According to my lecture notes, these two definitions of an injective module are equivalent:

(Let $R$ be a ring, $Q$ an $R$-module.)

1. For every injective $R$-module homomorphism $u:M’ \rightarrow M$ and every $R$-module homomorphism $f:M’ \rightarrow Q$, there is a $R$-module homomorphism $\tilde{f}:M \rightarrow Q$ such that $\tilde{f} \circ u = f$.

2. For every ideal $I$ in $R$ and every $R$-module homomorphism $f:I \rightarrow Q$ there is a $R$-module homomorphism $\tilde{f}:R \rightarrow Q$ such that $\tilde{f}|_I = f$.

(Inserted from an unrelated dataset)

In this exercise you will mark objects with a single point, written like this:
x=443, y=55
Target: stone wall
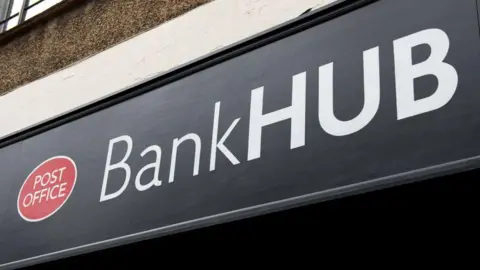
x=78, y=29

I can see how $(2)$ is just a particular case of $(1)$, but I’m not sure how to prove the other direction. I’ve been told Zorn’s lemma can be used here but I don’t see how. Any help would be appreciated.

(I’ve seen there’s already a few questions regarding equivalent definitions of injective modules on this site, but I haven’t found any dealing with definition $(2)$.)

Answer 1

WLOG, take $u : M’ \to M$ to be the inclusion of a submodule.

Consider the partial order $(S, \leq)$ defined by $S = \{(W, g) \mid W$ is a submodule of $M$, $g : W \to Q$ is $R$-linear$\}$ and $(W, g) \leq (X, h)$ if and only if both $W \subseteq X$ and $h|_W = g$.

Note that every chain of $S$ has a least upper bound. In particular, if $C$ is a chain in $S$, then let $W = \{0\} \cup \bigcup\limits_{(X, h) \in C} X$ and define

$$g(x) = \begin{cases} h(x) & x \in X, (X, h) \in C \\ 0 & x = 0 \end{cases}$$

Then $W$ is a submodule of $M$, $g$ is a well-defined linear map $g : W \to Q$, and $(W, g)$ is an upper bound of $C$.

Now recall the following version of Zorn’s Lemma:

Let $(S, \leq)$ be a poset, and suppose every chain in $S$ has an upper bound. Then for all $x \in S$, there is a maximal element $x \leq m \in S$.

Applying this version of Zorn’s Lemma with $x = (M’, f)$ gives us some maximal $(W, g) \in R$ with $M’ \subseteq W$ and $g|_{M’} = f$. It now suffices to prove that $W = M$.

Consider an arbitrary $x \in M$. Let $I = \{r \in R \mid rx \in W\}$. Then $I$ is an ideal. Note that the map $h(r) = g(rx)$ is an $R$-module homomorphism $h : I \to Q$. Extend this to an $R$-module homomorphism $\tilde{h} : R \to Q$.

Now define $X = W + (x)$, and define $i : X \to Q$ by $i(w + rx) = g(w) + \tilde{h}(r)$ whenever $w \in W$, $r \in R$. Verify that $i$ is well-defined and $R$-linear. Then $(W, g) \leq (X, i)$. Since $(W, g)$ is maximal, we have $W = X$ and thus $x \in W$.

Therefore, $W = M$. So $g = \tilde{f}$ is the function we require.

Finally, note that we do require Zorn’s Lemma (or at least some form of the axiom of choice) to show (2) implies (1). This is because we can show without choice that $\mathbb{Q}$ is an injective $\mathbb{Z}$-module using definition (2), but we cannot show this using definition (1). See my answer here.